Arquivo mensais:abril 2010

Claudio Willer fala sobre Paranóia de Piva

Esta é para quem estiver em São Paulo no próximo dia 27, terça-feira às 20h. O poeta, tradutor e ensaísta Claudio Willer comenta sobre a obra de Roberto Piva, a propósito do relançamento do livro Paranóia no Sesc Vila Mariana. Desde o começo do ano, o Piva tem passado por sérios problemas de saúde, internado há mais de 40 dias no Hospital das Clínicas de São Paulo. Os amigos têm se reunido para angariar recursos para ajudá-lo a sair desse momento difícil e o bate-papo é mais uma iniciativa com esse propósito.

No encontro, Claudio Willer falará sobre o tema “Roberto Piva e a Poesia”. De acordo com o autor, matérias sobre o relançamento de Paranóia acentuam a idéia de uma criação poética delirante, resultante de alucinações. Willer, reconhecendo a importância de Paranóia, texto inovador, um marco inicial, observará que é necessário ler todo Piva: o conjunto de sua contribuição literária, composta por oito livros de poesia e alguns manifestos, reunidos nos três volumes da Obra Reunida. Argumentará que a poesia de Piva é sobre a própria poesia; sendo um rebelde, evidentemente, é um poeta culto, um leitor que, por vezes de modo sutil, comenta suas leituras e sua paixão pela vida e pela poesia (que, em sua poética, se confundem)

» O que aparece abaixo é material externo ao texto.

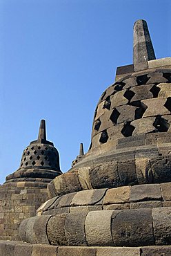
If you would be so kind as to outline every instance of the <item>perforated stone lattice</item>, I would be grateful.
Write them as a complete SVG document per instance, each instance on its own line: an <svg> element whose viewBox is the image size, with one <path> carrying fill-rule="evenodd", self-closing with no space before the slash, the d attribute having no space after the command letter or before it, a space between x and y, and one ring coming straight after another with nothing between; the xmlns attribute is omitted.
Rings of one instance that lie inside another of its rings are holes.
<svg viewBox="0 0 171 256"><path fill-rule="evenodd" d="M95 111L91 147L113 138L170 131L170 77L171 71L163 69L133 74L108 87Z"/></svg>
<svg viewBox="0 0 171 256"><path fill-rule="evenodd" d="M50 145L30 145L23 152L20 167L46 167L59 170L59 154Z"/></svg>

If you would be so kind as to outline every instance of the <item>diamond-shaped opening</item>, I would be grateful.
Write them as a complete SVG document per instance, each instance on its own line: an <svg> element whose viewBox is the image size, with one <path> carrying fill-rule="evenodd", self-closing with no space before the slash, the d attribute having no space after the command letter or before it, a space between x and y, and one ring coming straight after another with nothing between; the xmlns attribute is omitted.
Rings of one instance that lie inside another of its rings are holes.
<svg viewBox="0 0 171 256"><path fill-rule="evenodd" d="M100 119L97 119L95 121L95 123L94 123L94 130L99 131L99 129L100 128L100 126L101 126L101 122Z"/></svg>
<svg viewBox="0 0 171 256"><path fill-rule="evenodd" d="M170 123L164 118L161 118L161 116L157 116L155 121L153 123L153 126L159 131L168 131L170 127Z"/></svg>
<svg viewBox="0 0 171 256"><path fill-rule="evenodd" d="M156 85L154 85L154 86L152 86L150 91L151 93L152 93L152 95L153 95L153 98L157 98L158 97L158 95L159 95L159 93L160 91L160 88L159 87L157 87Z"/></svg>
<svg viewBox="0 0 171 256"><path fill-rule="evenodd" d="M117 109L114 109L114 111L112 111L110 119L111 121L113 122L113 124L115 125L117 123L117 120L119 116L121 115L121 113L117 111Z"/></svg>
<svg viewBox="0 0 171 256"><path fill-rule="evenodd" d="M170 112L171 112L171 97L168 98L164 107L166 107L166 109L168 109Z"/></svg>
<svg viewBox="0 0 171 256"><path fill-rule="evenodd" d="M135 93L132 91L131 90L126 90L123 96L128 100L130 100L135 95Z"/></svg>
<svg viewBox="0 0 171 256"><path fill-rule="evenodd" d="M143 75L137 77L137 82L139 85L145 84L149 80L150 77L148 77L148 75Z"/></svg>
<svg viewBox="0 0 171 256"><path fill-rule="evenodd" d="M100 143L105 143L108 141L109 136L106 131L106 130L104 130L102 131L101 134L101 138L99 139Z"/></svg>
<svg viewBox="0 0 171 256"><path fill-rule="evenodd" d="M163 77L168 79L169 82L171 82L171 73L163 73Z"/></svg>
<svg viewBox="0 0 171 256"><path fill-rule="evenodd" d="M125 84L123 82L118 82L117 84L114 85L114 90L119 91L122 90L124 85L125 85Z"/></svg>
<svg viewBox="0 0 171 256"><path fill-rule="evenodd" d="M111 102L110 102L110 96L108 96L105 100L105 103L103 107L103 109L110 109L110 105L111 105Z"/></svg>
<svg viewBox="0 0 171 256"><path fill-rule="evenodd" d="M32 162L32 165L34 165L36 164L36 162L34 161L33 162Z"/></svg>
<svg viewBox="0 0 171 256"><path fill-rule="evenodd" d="M41 162L41 165L42 165L42 166L44 165L44 162L43 161Z"/></svg>
<svg viewBox="0 0 171 256"><path fill-rule="evenodd" d="M132 135L132 132L135 127L133 125L130 125L130 122L128 122L125 123L121 130L121 134L125 137L129 137Z"/></svg>

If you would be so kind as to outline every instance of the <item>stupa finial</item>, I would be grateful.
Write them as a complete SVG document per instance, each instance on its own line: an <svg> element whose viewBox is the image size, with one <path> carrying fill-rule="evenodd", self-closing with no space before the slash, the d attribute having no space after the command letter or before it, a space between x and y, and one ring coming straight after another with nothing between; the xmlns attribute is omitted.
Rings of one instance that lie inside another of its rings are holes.
<svg viewBox="0 0 171 256"><path fill-rule="evenodd" d="M156 59L148 24L143 19L139 19L134 25L133 51L135 71L148 68L147 62Z"/></svg>

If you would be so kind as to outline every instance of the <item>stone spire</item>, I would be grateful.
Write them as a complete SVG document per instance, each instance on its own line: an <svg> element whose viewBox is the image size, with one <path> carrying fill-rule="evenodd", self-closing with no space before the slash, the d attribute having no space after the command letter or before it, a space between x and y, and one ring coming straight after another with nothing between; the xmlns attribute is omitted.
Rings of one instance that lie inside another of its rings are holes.
<svg viewBox="0 0 171 256"><path fill-rule="evenodd" d="M156 59L147 22L143 19L134 25L133 51L134 71L148 68L148 61Z"/></svg>
<svg viewBox="0 0 171 256"><path fill-rule="evenodd" d="M83 156L83 143L80 143L80 147L79 147L79 156Z"/></svg>

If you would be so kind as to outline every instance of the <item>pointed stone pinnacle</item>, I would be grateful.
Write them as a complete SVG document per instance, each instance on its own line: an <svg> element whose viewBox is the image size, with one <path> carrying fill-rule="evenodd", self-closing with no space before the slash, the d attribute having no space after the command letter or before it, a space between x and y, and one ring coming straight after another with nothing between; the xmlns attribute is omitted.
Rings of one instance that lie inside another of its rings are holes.
<svg viewBox="0 0 171 256"><path fill-rule="evenodd" d="M83 143L80 143L80 147L79 147L79 156L83 156Z"/></svg>
<svg viewBox="0 0 171 256"><path fill-rule="evenodd" d="M39 131L38 140L46 140L46 121L45 120L41 120L40 128Z"/></svg>
<svg viewBox="0 0 171 256"><path fill-rule="evenodd" d="M156 59L147 22L143 19L134 25L133 51L135 71L148 68L148 61Z"/></svg>

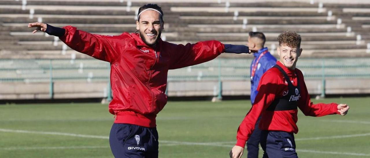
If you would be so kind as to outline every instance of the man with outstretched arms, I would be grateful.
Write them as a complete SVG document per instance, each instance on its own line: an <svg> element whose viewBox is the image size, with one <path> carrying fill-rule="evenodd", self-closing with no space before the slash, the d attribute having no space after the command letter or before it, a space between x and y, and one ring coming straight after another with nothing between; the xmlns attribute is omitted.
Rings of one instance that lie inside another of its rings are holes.
<svg viewBox="0 0 370 158"><path fill-rule="evenodd" d="M265 47L266 38L263 33L259 32L250 32L248 37L248 43L250 47L258 49L258 52L253 54L254 59L250 63L250 102L253 105L257 90L261 77L268 70L273 66L276 63L276 59L269 52L267 47ZM256 123L254 131L250 135L247 142L247 150L248 158L258 158L259 150L259 139L261 130L258 128L258 124L261 117Z"/></svg>
<svg viewBox="0 0 370 158"><path fill-rule="evenodd" d="M63 28L35 23L28 27L59 37L72 49L111 63L113 100L109 111L115 115L110 135L117 158L158 157L156 117L167 102L165 94L169 69L198 64L222 52L249 53L257 50L216 41L185 45L162 41L163 13L157 4L139 9L139 33L118 36L91 34L74 27Z"/></svg>
<svg viewBox="0 0 370 158"><path fill-rule="evenodd" d="M302 50L300 36L287 31L279 36L278 40L279 61L261 78L254 104L238 130L236 144L230 151L231 158L241 157L260 115L263 157L297 158L293 133L298 131L298 108L305 115L314 117L345 115L349 109L346 104L311 102L302 72L296 68Z"/></svg>

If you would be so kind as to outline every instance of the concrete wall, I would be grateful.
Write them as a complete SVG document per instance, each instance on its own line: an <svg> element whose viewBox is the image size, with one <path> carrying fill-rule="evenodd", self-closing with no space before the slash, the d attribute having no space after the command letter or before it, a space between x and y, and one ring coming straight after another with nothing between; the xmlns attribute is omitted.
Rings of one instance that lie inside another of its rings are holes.
<svg viewBox="0 0 370 158"><path fill-rule="evenodd" d="M321 93L320 79L307 79L306 83L311 95ZM56 82L54 99L105 98L107 82ZM216 96L219 90L217 81L171 81L168 84L169 97ZM37 99L50 98L50 85L43 83L0 83L0 100ZM249 80L225 80L222 82L223 96L249 95ZM370 94L370 79L327 79L326 94Z"/></svg>

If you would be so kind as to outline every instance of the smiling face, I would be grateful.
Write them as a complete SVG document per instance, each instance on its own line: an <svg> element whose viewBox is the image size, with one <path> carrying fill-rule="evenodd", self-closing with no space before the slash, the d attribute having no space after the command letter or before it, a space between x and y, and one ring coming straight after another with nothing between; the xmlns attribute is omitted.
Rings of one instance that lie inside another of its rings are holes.
<svg viewBox="0 0 370 158"><path fill-rule="evenodd" d="M288 46L286 44L282 44L278 47L278 54L280 56L280 62L288 69L295 69L302 50L302 48L297 47L292 48Z"/></svg>
<svg viewBox="0 0 370 158"><path fill-rule="evenodd" d="M161 16L155 11L147 10L142 13L136 21L136 29L140 32L140 38L148 46L155 47L161 38L164 24Z"/></svg>

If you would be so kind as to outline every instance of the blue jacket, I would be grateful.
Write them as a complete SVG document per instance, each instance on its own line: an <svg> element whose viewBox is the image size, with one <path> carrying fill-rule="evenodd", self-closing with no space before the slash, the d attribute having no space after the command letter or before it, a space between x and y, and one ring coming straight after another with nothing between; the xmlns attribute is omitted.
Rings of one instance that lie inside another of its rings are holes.
<svg viewBox="0 0 370 158"><path fill-rule="evenodd" d="M268 50L267 47L265 47L259 50L258 53L253 54L255 58L250 64L250 75L251 76L252 76L252 69L253 68L252 66L255 65L255 63L257 62L257 59L262 54L262 52ZM258 93L258 91L257 90L257 88L258 86L258 83L259 82L260 79L262 77L262 75L265 72L267 71L267 70L273 66L276 63L276 59L268 52L262 56L258 61L254 76L253 78L251 77L250 78L250 102L252 102L252 105L254 102L255 98Z"/></svg>

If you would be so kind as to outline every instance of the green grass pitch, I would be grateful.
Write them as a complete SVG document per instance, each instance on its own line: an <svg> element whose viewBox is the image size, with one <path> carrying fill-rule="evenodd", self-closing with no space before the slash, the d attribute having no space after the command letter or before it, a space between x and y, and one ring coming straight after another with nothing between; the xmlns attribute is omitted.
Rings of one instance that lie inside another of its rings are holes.
<svg viewBox="0 0 370 158"><path fill-rule="evenodd" d="M351 108L344 116L299 112L299 157L370 157L370 97L313 101ZM157 117L159 157L228 157L250 107L246 100L168 102ZM0 105L0 158L112 158L108 110L98 103Z"/></svg>

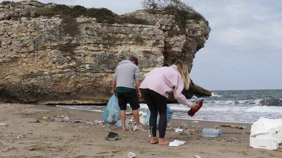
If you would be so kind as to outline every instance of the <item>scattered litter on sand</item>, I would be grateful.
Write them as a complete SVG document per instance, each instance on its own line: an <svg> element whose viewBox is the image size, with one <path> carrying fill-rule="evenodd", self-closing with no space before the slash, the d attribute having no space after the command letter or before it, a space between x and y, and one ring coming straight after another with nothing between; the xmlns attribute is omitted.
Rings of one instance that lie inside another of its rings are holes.
<svg viewBox="0 0 282 158"><path fill-rule="evenodd" d="M282 143L282 119L261 118L252 125L250 146L254 148L278 150Z"/></svg>
<svg viewBox="0 0 282 158"><path fill-rule="evenodd" d="M69 122L69 120L70 120L70 118L69 118L68 117L65 117L64 118L64 121L65 122Z"/></svg>
<svg viewBox="0 0 282 158"><path fill-rule="evenodd" d="M48 119L48 118L49 118L47 117L44 116L43 116L41 117L41 119L42 119L42 120L46 120Z"/></svg>
<svg viewBox="0 0 282 158"><path fill-rule="evenodd" d="M92 122L92 124L93 125L96 125L99 124L99 121L98 120L98 119L95 120L93 121L93 122Z"/></svg>
<svg viewBox="0 0 282 158"><path fill-rule="evenodd" d="M0 123L0 126L7 126L8 124L7 124L6 122L1 122Z"/></svg>
<svg viewBox="0 0 282 158"><path fill-rule="evenodd" d="M188 127L188 123L187 123L187 122L182 121L182 122L181 122L181 126L182 126L183 127Z"/></svg>
<svg viewBox="0 0 282 158"><path fill-rule="evenodd" d="M146 118L144 118L142 116L140 116L140 123L143 126L145 126L146 124Z"/></svg>
<svg viewBox="0 0 282 158"><path fill-rule="evenodd" d="M81 120L77 120L74 121L72 121L72 123L86 123L87 122L87 121L83 121Z"/></svg>
<svg viewBox="0 0 282 158"><path fill-rule="evenodd" d="M108 134L108 136L106 137L106 139L108 140L116 140L118 139L118 135L117 133L110 132Z"/></svg>
<svg viewBox="0 0 282 158"><path fill-rule="evenodd" d="M220 124L220 126L221 127L228 127L232 128L238 128L240 129L243 129L247 128L246 126L240 126L237 125L234 125L232 124Z"/></svg>
<svg viewBox="0 0 282 158"><path fill-rule="evenodd" d="M127 157L128 158L135 158L136 157L136 154L135 154L132 152L129 152L129 153L128 153L128 154L127 154Z"/></svg>
<svg viewBox="0 0 282 158"><path fill-rule="evenodd" d="M11 148L8 148L8 149L5 150L5 151L2 151L2 152L3 153L6 153L8 151L9 151L10 150L15 150L15 149L17 149L17 148L13 147Z"/></svg>
<svg viewBox="0 0 282 158"><path fill-rule="evenodd" d="M176 146L178 147L185 144L185 141L180 141L178 140L174 140L174 141L169 143L169 146Z"/></svg>
<svg viewBox="0 0 282 158"><path fill-rule="evenodd" d="M177 128L175 130L175 132L176 132L177 133L180 133L181 132L182 132L183 131L184 131L184 130L183 129Z"/></svg>
<svg viewBox="0 0 282 158"><path fill-rule="evenodd" d="M139 115L142 116L146 116L146 114L141 111L139 112Z"/></svg>
<svg viewBox="0 0 282 158"><path fill-rule="evenodd" d="M35 121L29 121L28 123L41 123L41 121L39 120L37 120Z"/></svg>

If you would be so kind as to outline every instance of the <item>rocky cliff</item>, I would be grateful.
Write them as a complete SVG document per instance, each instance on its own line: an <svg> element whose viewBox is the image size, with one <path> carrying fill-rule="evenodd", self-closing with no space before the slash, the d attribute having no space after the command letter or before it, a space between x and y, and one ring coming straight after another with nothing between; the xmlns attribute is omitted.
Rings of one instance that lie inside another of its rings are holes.
<svg viewBox="0 0 282 158"><path fill-rule="evenodd" d="M38 9L55 5L34 0L0 5L0 101L105 103L120 61L138 58L142 77L179 59L191 69L210 31L205 20L190 20L183 33L174 16L147 10L121 17L134 16L150 25L36 16ZM211 94L191 87L190 95Z"/></svg>

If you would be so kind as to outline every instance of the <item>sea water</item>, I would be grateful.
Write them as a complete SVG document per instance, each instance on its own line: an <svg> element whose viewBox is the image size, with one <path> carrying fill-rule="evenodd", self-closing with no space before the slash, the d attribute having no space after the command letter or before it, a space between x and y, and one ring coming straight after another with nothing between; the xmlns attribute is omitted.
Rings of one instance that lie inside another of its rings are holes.
<svg viewBox="0 0 282 158"><path fill-rule="evenodd" d="M192 117L187 114L189 107L181 104L168 105L173 111L173 118L242 122L254 122L261 117L282 118L282 106L266 106L259 103L260 100L269 97L282 99L282 90L214 91L211 97L204 97L202 108ZM194 96L191 100L197 99ZM140 105L141 111L145 112L148 109L146 104ZM57 106L101 112L105 108L105 106L94 105Z"/></svg>

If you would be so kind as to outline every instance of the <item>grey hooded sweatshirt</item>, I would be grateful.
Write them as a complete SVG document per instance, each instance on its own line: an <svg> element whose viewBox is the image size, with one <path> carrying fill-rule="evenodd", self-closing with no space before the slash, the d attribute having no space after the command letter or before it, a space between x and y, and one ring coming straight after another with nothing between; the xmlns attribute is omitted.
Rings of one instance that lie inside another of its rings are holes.
<svg viewBox="0 0 282 158"><path fill-rule="evenodd" d="M135 88L135 80L139 79L139 68L131 61L124 60L119 62L115 73L117 87Z"/></svg>

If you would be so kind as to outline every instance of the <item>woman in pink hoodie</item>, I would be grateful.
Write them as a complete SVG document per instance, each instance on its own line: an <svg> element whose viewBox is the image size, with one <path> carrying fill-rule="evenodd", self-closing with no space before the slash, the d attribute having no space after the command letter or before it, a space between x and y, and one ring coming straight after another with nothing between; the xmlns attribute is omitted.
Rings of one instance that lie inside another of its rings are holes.
<svg viewBox="0 0 282 158"><path fill-rule="evenodd" d="M164 140L168 93L173 92L174 98L178 102L191 107L188 114L191 116L199 110L202 104L192 103L182 94L184 89L189 89L190 82L188 67L183 61L177 61L169 67L154 68L145 76L139 88L151 113L149 122L152 136L151 143L168 144L169 142ZM156 134L158 112L160 114L159 141L157 139Z"/></svg>

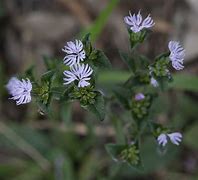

O encontro contará com a presença dos seguintes escritores para depoimentos: Antonio Fernando de Franceschi (poeta, responsável pela reedição de Paranóia em 2000); Celso de Alencar (poeta e amigo de Piva); Roberto Bicelli (poeta e amigo de Piva); Toninho Mendes (artista gráfico e poeta, publicou Piva na revista Chiclete com Banana); Ugo Giorgetti (cineasta, autor do média-metragem Uma outra cidade de 2000, com Piva e outros poetas da mesma geração); Valesca Dios (cineasta, diretora de Assombração Urbana, média-metragem com Roberto Piva, de 2005).

www.sempreumpapo.com.br

Sempre um Papo em homenagem a Roberto Piva
Dia 27 de abril, terça-feira, às 20h
Local: SESC Vila Mariana (Rua Pelotas 141 – Vila Mariana)
Tel.: (11) 5080-3000 / www.sescsp.org.br
Auditório (131 lugares) Entrada gratuita

Poesia como arte insurgente

Acabo de ler um great little book. Poetry as Insurgent Art, de Lawrence Ferlinghetti, é um desses livrinhos para se colocar ao lado do travesseiro e ler uma frase por noite. Ou então, das famosas “obras para obrar” deixadas no banheiro no lugar das revistas de fofoca, esperando aquele momento mais íntimo dos seres humanos civilizados. Frases curtas e espertas. Pequenos instantes de veneno anti-mediocridade.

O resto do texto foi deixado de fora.